And now the Russian leader has revived a Cold War-era mutual defense pact with North Korea, warning he could arm Kim Jong-un.
“Westerners supply weapons to Ukraine and say that ‘we don’t control anything here at all,’” he said, failing to acknowledge the limits the West has imposed on Ukraine. “We can also say that we give something to someone and then we have no control over anything.”
His ominous warnings, coming at the end of a trip to North Korea and Vietnam, set Russia and the West on a new round of escalation over Ukraine.
“I fear we are in a bad spiral, that policymakers have an illusion of control,” said Alexander Gabuev, director of the Carnegie Russia Eurasia Center.
With Western officials more inured to Putin’s threats than during the early days of the war, the Russian leader has turned up the volume, at one point rhetorically asking why Moscow should not “go to the extreme” if the West is seeking their “strategic defeat.”
From the beginning, Putin has used the threat of nuclear war to deter Western nations from supporting Ukraine. Initially, the threat worked. The administration of President Joseph R. Biden Jr. made avoiding nuclear war a key part of its Ukraine policy. The West withheld a full suite of sophisticated weapons from kyiv out of fear that Putin would retaliate against a NATO member state.
But Ukraine’s allies gradually increased the sophistication and range of their weapons deliveries, with HIMARS missile launchers, tanks and F-16 fighter jets. The most recent change — permission for Ukraine to carry out limited strikes against Russia to defend against cross-border attacks — appears to have Putin feeling the pressure.
Putin’s willingness to float the possibility of arming Pyongyang shows the extent to which the war in Ukraine has become a defining principle of his foreign policy.
“Russian foreign policy is now structured around war,” Gabuev said. “In every relationship there are three goals: first, to support the Russian military machine; second, to support the Russian economy under sanctions; and three, how can I instrumentalize this relationship to inflict pain on the United States and its allies for their support of Ukraine?”
A comment Putin made led some analysts to suggest he was considering delivering weapons to the Houthis, the Iranian-backed Shiite militants in Yemen who have been attacking U.S. ships in and around the Red Sea.
Those who doubt Putin’s rhetoric argue that Russia has the upper hand in Ukraine, making it unlikely to do anything that would further mobilize Kiev’s supporters or jeopardize its battlefield record. Former President Donald J. Trump, who has made clear his distaste for American spending in Ukraine, could also return to the White House.
“If Russia is fundamentally confident that the future is better than the past, then the use of nuclear weapons is highly unlikely,” said Nigel Gould-Davies, former UK Ambassador to Belarus.

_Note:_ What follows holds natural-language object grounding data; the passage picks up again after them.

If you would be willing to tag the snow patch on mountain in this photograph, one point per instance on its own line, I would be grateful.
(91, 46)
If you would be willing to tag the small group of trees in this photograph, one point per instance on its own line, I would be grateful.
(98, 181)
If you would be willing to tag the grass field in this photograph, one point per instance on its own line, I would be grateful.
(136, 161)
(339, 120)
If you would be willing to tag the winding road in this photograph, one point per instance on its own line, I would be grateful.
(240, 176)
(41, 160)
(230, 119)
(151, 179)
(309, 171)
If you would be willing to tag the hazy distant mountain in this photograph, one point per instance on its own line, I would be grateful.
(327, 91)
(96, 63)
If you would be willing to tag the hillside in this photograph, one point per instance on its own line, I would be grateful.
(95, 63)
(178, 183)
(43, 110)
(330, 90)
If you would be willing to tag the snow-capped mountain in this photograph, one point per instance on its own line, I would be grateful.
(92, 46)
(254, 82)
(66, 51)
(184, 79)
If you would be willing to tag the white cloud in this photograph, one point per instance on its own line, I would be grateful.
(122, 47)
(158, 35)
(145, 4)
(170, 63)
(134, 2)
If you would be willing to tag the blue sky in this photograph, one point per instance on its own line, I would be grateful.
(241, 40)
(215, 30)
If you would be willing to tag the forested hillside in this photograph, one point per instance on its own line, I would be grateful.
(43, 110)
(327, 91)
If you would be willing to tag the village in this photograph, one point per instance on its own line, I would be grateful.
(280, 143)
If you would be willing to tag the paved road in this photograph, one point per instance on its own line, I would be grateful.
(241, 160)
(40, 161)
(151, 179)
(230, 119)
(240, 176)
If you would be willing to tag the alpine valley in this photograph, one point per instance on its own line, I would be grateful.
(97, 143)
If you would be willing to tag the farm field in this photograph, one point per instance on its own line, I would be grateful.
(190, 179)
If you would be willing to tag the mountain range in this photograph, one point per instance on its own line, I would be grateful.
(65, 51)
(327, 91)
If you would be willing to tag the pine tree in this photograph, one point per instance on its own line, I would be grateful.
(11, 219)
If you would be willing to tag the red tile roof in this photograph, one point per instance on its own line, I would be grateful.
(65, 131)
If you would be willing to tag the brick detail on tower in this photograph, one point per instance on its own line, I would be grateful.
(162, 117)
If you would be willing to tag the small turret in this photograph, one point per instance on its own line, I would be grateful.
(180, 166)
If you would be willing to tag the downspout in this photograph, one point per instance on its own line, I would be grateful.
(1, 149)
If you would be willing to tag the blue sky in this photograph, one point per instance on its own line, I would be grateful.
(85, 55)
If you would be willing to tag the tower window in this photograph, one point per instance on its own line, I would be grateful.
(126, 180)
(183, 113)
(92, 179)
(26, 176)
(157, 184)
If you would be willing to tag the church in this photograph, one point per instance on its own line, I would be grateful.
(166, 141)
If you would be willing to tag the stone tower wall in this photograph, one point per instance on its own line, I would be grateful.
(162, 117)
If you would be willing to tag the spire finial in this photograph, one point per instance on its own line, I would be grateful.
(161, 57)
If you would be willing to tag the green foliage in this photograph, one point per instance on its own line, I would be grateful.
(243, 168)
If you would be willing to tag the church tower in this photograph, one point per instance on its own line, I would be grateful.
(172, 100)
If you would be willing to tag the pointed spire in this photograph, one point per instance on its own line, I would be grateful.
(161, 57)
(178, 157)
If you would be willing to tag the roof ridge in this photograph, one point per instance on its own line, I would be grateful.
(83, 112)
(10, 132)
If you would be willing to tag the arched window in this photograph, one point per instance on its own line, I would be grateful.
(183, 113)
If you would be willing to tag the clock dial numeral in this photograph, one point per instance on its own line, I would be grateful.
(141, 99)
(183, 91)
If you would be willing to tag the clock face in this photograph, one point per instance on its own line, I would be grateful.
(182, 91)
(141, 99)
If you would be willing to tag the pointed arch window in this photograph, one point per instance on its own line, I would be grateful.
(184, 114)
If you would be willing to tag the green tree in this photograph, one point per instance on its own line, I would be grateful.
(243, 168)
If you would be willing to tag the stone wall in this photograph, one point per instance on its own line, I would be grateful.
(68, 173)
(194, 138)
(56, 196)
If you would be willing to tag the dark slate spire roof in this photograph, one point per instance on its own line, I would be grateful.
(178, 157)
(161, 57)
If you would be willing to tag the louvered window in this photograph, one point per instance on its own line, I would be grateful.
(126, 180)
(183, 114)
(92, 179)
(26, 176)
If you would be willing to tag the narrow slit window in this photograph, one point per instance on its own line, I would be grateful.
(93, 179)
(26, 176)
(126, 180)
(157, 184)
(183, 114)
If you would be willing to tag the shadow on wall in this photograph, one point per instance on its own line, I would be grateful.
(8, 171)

Still, some analysts worry that Western desensitization to Putin’s warnings has created a precarious situation.
In Moscow, a foreign policy expert who has advised the Kremlin acknowledged that Russia has occasionally cried wolf, “but the wolf never appeared.”
There is a growing sense in Moscow, the person said, that Russia’s threats had not been convincing enough and that the temperature needed to be raised.
Beyond arming U.S. adversaries, including North Korea and Iran, experts in Moscow were exploring the possibility of cyber or space attacks, the person said. He spoke on condition of anonymity because he feared retaliation.
“People criticize Russia and say it is a declining power,” said Bobo Lo, a nonresident fellow at the Lowy Institute in Sydney, Australia, and a former Australian diplomat in Moscow. “But it remains a formidable disruptive power. That is its comparative advantage. Not only does he have the ability, but he also has the will.”